Dysbindin, short for dystrobrevin-binding protein 1, is a protein constituent of the dystrophin-associated protein complex (DPC) of skeletal muscle cells. It is also a part of BLOC-1, or biogenesis of lysosome-related organelles complex 1. Dysbindin was discovered by the research group of Derek Blake via yeast two-hybrid screening for binding partners of α-dystrobrevin.  In addition, dysbindin is found in neural tissue of the brain, particularly in axon bundles and especially in certain axon terminals, notably mossy fiber synaptic terminals in the cerebellum and hippocampus.  In humans, dysbindin is encoded by the DTNBP1 gene.

Clinical significance 
Much interest in dysbindin has arisen through pedigree-based family-association studies of families with a history of schizophrenia, where a strong association was found between expression of a particular dysbindin allele and a clinical expression of schizophrenia.  However, the genetic link between dysbindin and schizophrenia has not been established in all the case control samples tested and this implies that there are different genetic subtypes of schizophrenia with different disease allele frequencies in different populations. This phenomenon is called genetic locus heterogeneity and is typical of all common disorders with a strong genetic component. A further complication is that it is highly likely that there are several or many different mutations within the dysbindin gene that are responsible for schizophrenia. This complexity is called  
disease allele heterogeneity and is a further reason that genetic associations are found with different markers in the dysbindin gene when different samples are studied.

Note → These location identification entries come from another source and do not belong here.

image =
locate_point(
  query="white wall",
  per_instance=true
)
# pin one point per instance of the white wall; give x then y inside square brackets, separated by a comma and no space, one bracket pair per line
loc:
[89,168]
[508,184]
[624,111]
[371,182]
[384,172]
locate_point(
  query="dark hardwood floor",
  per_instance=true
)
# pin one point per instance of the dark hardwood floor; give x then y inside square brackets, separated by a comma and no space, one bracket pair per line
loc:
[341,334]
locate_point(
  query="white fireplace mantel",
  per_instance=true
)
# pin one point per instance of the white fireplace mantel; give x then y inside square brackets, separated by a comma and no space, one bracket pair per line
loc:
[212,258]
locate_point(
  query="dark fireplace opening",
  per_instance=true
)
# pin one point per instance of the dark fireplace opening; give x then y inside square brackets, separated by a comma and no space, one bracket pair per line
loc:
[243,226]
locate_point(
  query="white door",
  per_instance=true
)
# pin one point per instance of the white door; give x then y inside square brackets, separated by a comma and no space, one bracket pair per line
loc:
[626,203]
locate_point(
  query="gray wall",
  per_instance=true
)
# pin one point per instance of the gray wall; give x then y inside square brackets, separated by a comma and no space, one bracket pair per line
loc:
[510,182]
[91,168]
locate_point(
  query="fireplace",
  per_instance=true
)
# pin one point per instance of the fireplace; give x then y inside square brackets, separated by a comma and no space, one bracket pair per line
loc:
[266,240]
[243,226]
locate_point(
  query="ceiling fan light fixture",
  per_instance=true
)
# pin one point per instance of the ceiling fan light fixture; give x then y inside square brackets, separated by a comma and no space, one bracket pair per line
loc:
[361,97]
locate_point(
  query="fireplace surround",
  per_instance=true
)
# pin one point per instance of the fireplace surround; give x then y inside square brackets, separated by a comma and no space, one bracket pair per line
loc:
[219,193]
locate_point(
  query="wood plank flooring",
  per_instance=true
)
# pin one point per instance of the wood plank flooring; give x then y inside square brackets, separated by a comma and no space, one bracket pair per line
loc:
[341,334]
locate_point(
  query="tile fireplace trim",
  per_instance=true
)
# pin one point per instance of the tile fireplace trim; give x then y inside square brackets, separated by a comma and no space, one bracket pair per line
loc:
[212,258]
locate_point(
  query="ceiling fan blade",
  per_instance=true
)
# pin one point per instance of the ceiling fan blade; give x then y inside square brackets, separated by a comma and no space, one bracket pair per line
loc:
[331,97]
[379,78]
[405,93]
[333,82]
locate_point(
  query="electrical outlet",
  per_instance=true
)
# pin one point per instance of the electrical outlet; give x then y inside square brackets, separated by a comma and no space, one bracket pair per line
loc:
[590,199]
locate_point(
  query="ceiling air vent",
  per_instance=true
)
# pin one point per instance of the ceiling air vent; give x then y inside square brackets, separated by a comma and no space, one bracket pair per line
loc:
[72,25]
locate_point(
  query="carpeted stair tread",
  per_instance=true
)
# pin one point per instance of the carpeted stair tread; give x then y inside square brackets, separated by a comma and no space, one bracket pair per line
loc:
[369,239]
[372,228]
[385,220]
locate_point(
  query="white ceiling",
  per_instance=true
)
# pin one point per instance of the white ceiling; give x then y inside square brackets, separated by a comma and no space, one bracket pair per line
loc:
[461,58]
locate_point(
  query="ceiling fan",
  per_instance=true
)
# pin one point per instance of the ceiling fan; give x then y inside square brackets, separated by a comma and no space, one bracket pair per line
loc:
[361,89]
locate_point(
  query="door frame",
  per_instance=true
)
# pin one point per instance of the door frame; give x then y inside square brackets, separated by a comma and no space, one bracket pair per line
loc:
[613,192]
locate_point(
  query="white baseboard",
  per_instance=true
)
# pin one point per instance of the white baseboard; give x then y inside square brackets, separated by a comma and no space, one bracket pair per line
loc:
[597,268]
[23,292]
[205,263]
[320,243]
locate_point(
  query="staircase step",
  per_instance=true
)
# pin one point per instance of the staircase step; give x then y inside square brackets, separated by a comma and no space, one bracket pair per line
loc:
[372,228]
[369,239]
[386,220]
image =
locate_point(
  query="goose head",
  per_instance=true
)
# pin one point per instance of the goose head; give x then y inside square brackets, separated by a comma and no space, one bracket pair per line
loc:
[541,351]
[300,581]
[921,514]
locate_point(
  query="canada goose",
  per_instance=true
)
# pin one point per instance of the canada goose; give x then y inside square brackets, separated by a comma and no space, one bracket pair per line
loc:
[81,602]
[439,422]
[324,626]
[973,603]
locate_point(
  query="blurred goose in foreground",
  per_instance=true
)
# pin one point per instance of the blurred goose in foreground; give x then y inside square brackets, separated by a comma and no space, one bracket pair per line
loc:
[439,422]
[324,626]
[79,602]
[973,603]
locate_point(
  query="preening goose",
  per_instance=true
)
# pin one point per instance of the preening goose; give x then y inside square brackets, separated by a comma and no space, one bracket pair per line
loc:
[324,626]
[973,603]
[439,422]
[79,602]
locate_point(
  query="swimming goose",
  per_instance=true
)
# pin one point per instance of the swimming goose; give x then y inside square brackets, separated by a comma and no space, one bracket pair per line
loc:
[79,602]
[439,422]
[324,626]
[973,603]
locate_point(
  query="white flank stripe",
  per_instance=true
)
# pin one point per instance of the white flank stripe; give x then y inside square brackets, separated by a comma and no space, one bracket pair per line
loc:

Genetically caused dysbindin-related mechanisms causing brain dysfunction are not fully known, but in one study, schizophrenic patients carrying the high-risk haplotype demonstrated visual processing deficits. In another work, damping down the DTNBP1 expression led to an increase in cell surface dopamine D2-receptor levels.

Mutation in the DTNBP1 gene was also shown to cause Hermansky–Pudlak syndrome type 7.

In drosophila, dysbindin has been shown to be essential for neural plasticity.

Interactions
Dysbindin has been shown to interact with SNAPAP, MUTED and PLDN.